Quote:
Originally Posted by Kumabjorn
Based on his IP address the police pays TerryH a visit, impounds his computer and discovers some 300 illegally downloaded movies on his hard drive. TerryH has two teenage children, a daughter and a son. In the police officer's mind that explain the variety in downloaded movies.
TerryH claims, rightfully so, absolutely no knowledge about the downloaded movies. He points to his secure setup, the passwords, no broadcasting of SSID, MAC filtering etc all so that his children will not make illegal downloads. Hence, TerryH is arrested since he has to be the culprit being the owner of the IP address.
|
So here's a question- have you spoofed his hostname? If not, then he could pull his router's system logs (if the defense can get access to them, which is unlikely in some jurisdictions), point to the fact that "someone else" was logged in via wifi and was downloading the torrents, and when none of his hardware has that hostname he arguably gets off.

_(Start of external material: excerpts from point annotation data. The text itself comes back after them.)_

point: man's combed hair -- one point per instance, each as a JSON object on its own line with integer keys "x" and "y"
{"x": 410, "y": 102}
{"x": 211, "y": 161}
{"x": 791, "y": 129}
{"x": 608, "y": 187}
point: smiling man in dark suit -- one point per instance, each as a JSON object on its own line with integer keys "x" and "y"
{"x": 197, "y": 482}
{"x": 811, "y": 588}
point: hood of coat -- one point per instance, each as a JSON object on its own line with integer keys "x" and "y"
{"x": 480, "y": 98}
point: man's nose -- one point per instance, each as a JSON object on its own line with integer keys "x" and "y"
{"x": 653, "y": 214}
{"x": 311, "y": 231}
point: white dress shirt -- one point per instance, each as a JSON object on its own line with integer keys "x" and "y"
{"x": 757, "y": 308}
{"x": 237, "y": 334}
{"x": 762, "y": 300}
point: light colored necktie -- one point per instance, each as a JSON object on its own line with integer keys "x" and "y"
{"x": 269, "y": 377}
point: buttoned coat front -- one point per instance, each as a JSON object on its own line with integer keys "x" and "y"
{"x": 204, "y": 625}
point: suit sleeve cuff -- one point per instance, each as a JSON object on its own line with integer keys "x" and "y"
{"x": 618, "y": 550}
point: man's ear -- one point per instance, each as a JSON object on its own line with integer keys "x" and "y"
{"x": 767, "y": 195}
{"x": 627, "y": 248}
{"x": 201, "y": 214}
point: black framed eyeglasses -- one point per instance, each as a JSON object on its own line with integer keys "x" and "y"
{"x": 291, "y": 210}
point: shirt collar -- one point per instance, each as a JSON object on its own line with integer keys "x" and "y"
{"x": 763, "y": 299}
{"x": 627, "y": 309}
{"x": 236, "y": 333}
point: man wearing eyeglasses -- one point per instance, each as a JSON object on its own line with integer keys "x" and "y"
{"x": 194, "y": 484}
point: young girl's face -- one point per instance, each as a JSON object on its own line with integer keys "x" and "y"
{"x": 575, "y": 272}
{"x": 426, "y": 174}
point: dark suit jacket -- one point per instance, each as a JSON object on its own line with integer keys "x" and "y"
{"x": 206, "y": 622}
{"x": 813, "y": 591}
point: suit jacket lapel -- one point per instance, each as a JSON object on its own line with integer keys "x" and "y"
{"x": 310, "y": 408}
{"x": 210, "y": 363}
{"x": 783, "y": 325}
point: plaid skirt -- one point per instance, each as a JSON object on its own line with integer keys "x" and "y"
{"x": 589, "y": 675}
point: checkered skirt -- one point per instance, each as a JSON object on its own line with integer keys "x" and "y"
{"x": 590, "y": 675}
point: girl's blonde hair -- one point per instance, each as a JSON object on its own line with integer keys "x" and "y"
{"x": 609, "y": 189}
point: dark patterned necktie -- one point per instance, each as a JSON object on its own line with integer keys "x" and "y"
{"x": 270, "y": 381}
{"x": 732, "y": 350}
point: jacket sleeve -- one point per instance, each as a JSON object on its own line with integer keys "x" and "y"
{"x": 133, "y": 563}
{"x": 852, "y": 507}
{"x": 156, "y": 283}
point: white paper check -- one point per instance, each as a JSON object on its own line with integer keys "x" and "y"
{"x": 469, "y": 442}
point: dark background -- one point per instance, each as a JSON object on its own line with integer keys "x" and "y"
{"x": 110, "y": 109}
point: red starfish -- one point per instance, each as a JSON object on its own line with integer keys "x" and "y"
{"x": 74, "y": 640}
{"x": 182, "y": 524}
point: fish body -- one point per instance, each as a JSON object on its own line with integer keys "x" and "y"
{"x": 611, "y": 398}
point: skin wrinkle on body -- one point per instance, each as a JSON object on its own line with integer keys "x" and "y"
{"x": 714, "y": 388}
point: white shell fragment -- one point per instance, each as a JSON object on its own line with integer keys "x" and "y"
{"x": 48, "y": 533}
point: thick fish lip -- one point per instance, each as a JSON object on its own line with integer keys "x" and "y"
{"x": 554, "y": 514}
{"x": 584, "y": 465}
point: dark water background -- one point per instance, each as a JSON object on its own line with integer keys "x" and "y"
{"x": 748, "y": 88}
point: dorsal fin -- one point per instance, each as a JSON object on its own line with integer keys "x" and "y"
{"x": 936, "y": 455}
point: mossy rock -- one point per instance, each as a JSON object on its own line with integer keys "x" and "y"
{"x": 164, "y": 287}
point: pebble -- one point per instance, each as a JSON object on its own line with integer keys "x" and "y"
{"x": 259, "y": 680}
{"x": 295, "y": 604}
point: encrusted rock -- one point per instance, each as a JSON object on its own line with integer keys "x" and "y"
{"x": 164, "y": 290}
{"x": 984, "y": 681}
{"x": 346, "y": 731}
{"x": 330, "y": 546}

Course, that depends upon how computer-savvy the judge and jury are, and if the prosecution allows him access to the hardware to get the router's system logs. Down here, most defense attorneys barely get access to the prosecution's case folder, much less the actual evidence.
We also have so few judges that the docket is perpetually overcrowded, don't seem to have the budget to hire more, and a history of predatory District Attorneys.
Quote:
Originally Posted by JSWolf
What if your IP is found to have downloaded some illegal files yet you did not do it. The authorities come knocking on your door and take away your computer. You need your computer for work. You can't do your work. Can you sue for damages?
|
Probably the same thing that happens to people who can't get work because their background check shows they're an ex-con.